Wednesday, March 9, 2011

Recycling men and coats

Last week Myer and David Jones launched their autumn/winter collections to fashionable A listers across the nation. The frenzy got me thinking about seasons and how some things are only meant to last a little while before we are forced to wake up and smell the roses (or be pricked by the thorns).

The Morning Show aired a segment where gossip columnist Shelly Horton, interviewed guests at the Myer fashion show on fashion faux pas – the do nots and the please-don’t-mentions of fashion mistakes from today’s fashionstas. The segment had me wondering, what other forgotten trends did we wish to keep buried in our closets or to donate to someone else.

If one man’s trash was another man’s treasure, was giving old loves the boot an act of kindness and goodwill to the universe or was it a blunder on our end for not keeping something that may be valuable in the future?

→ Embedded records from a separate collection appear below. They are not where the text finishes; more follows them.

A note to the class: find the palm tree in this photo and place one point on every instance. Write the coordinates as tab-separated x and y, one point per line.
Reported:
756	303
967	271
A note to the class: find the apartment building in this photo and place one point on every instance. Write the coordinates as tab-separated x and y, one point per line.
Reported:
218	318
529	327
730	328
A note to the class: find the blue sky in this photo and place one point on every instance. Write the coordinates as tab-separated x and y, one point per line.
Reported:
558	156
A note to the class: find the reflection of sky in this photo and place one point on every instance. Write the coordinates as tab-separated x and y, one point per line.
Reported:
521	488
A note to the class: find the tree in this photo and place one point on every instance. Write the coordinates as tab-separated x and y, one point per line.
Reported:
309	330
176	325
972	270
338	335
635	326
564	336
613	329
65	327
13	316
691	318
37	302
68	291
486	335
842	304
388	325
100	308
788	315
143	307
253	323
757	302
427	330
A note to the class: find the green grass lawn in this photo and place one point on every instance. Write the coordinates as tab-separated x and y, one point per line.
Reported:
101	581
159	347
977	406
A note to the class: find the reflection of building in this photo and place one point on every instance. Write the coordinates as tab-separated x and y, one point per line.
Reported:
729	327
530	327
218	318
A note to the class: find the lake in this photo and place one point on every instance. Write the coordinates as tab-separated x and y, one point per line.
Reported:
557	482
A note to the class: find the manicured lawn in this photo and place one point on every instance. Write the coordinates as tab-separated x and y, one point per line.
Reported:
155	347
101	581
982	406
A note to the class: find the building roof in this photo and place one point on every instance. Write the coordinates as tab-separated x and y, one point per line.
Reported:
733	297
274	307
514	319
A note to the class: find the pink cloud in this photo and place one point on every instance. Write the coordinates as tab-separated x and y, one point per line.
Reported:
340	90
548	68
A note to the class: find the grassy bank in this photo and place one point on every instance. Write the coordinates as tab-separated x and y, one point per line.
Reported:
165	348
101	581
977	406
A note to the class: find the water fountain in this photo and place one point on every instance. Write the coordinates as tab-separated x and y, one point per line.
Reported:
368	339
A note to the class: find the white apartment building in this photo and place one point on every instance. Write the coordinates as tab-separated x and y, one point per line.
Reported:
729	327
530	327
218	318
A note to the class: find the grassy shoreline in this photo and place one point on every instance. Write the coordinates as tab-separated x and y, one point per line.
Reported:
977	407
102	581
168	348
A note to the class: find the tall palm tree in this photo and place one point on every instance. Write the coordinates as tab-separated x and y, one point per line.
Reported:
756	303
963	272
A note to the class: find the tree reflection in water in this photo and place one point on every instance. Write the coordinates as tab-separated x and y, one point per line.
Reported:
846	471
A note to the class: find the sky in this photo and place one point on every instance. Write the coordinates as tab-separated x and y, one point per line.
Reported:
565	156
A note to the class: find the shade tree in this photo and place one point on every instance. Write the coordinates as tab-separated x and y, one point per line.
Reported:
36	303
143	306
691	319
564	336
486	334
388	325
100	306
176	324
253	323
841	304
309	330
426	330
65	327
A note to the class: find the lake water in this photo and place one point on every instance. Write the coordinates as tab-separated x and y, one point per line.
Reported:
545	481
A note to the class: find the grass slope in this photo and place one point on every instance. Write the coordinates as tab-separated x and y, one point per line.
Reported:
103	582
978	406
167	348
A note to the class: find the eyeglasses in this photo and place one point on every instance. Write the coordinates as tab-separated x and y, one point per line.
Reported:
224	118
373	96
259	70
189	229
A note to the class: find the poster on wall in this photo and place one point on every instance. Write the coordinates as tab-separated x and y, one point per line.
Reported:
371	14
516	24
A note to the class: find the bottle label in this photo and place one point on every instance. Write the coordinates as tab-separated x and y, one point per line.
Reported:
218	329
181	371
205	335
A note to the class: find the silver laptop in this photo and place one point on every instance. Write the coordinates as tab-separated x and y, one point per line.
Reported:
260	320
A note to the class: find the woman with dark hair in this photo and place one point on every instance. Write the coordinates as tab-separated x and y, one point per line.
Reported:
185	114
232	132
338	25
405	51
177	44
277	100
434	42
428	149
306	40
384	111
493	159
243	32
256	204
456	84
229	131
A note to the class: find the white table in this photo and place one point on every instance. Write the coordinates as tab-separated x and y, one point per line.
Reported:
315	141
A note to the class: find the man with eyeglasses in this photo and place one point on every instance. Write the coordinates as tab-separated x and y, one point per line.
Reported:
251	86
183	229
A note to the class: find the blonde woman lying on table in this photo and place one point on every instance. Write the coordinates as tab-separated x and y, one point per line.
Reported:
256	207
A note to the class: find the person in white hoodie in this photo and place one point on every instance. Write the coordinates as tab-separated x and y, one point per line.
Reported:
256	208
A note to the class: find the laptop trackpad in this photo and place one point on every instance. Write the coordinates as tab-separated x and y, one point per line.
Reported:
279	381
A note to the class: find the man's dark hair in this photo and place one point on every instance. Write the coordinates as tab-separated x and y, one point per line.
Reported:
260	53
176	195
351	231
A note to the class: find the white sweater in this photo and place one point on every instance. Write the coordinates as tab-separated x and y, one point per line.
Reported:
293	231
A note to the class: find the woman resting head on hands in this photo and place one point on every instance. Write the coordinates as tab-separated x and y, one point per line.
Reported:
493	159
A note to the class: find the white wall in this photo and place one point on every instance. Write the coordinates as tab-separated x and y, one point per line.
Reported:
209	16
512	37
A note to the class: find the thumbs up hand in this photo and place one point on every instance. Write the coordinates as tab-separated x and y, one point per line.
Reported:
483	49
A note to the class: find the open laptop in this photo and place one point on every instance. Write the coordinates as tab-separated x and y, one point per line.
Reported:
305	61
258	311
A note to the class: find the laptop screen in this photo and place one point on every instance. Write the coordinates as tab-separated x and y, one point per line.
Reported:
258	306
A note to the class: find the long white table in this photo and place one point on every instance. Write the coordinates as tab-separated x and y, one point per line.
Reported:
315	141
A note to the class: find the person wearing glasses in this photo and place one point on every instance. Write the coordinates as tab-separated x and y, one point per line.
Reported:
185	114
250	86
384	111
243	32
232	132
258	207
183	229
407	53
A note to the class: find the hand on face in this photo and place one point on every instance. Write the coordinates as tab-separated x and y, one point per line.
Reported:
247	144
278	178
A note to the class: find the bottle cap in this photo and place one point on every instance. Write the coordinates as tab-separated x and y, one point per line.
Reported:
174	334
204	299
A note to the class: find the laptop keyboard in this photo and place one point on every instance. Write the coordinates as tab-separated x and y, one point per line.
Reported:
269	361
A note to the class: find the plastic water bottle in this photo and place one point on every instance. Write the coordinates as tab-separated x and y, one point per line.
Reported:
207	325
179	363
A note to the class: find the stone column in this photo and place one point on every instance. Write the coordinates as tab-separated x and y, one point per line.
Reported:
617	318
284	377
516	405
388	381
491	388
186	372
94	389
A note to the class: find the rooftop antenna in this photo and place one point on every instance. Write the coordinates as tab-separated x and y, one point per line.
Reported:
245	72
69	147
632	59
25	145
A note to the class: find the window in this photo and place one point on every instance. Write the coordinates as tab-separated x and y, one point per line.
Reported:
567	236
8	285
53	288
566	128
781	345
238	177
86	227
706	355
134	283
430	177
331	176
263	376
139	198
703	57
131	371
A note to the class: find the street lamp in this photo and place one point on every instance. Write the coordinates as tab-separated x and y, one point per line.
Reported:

When is foresight an investment and when is it delusion?

As I started thinking of fashion trends for autumn/winter, I was surrounded by friends with relationships reaching the end of their season and that’s when fashion met relationship. While retail therapy is always in order, at a less superficial level, I wondered about how many couples nakedly reveal the truth in their relationships, how much truth can a relationship handle and does the removal of our cool (mostly fashionable) exteriors bring chilling change to a couple that moves them from summer loving to an autumnal period where leaves fall and are eventually replaced with new ones?

One friend took the end of her relationship to be an investment; like a Burberry trench – the end of her relationship meant the shedding of girly trend-pieces and the start of classic-cuts. These cuts would hold her better than her last trench, support her shape as she grew in her new career and hopefully (for what you pay for a Burberry coat) would last a lifetime.

It’s trench warfare! Except on this battlefield, new wars (sometimes just as mental battles) begin with each season because every weather change sheds new light, forces us to rid of old trends (sometimes the enemy) and if we're wise, inspires positive changes towards new changes that fit better.

My other friend told me about facades that both she and her partner were wearing for a period of time. They were both wearing the same coat: the we-are-fighting-but-smiling-through-it-and-maybe-if-we-fake-it-long-enough-we’ll-convince-ourselves-we’re-ok coat. A passive rage was building between them and an inferno of contempt for each others neglect made the coat too hot to handle – it had to come off. With a step away from a fad that had long phased them, a little distance and a new perspective made the coat look ugly and unwearable. Time to donate the coat to the needier or the less fortunate (however you choose to see it).

This is where curiosity stepped in about trash and treasure. If everyone was ditching an old love, this would set new people into the single-sphere and men and women alike would have a few more options to choose from. Sometimes antique is attractive, vintage always seems to travel back into our wardrobes but others find no substitute for what is shiny and new.

If new is better then we’re all screwed, because everyone is an old love of someone else. What is good about what is old is that it is also matured, experienced and every season it’s given a fresh spin.

My love and fashion lesson suddenly took a turn I wasn’t expecting it to – I learnt that everything comes to an end, that what we learn from each relationship is similar to what we learn from a fashion faux pas – what not to do again...but when we recycle that knowledge we learn what we should do, then new coats look better, feel better and eventually become trans-seasonal and among the recycled, we might find a classic piece worth keeping.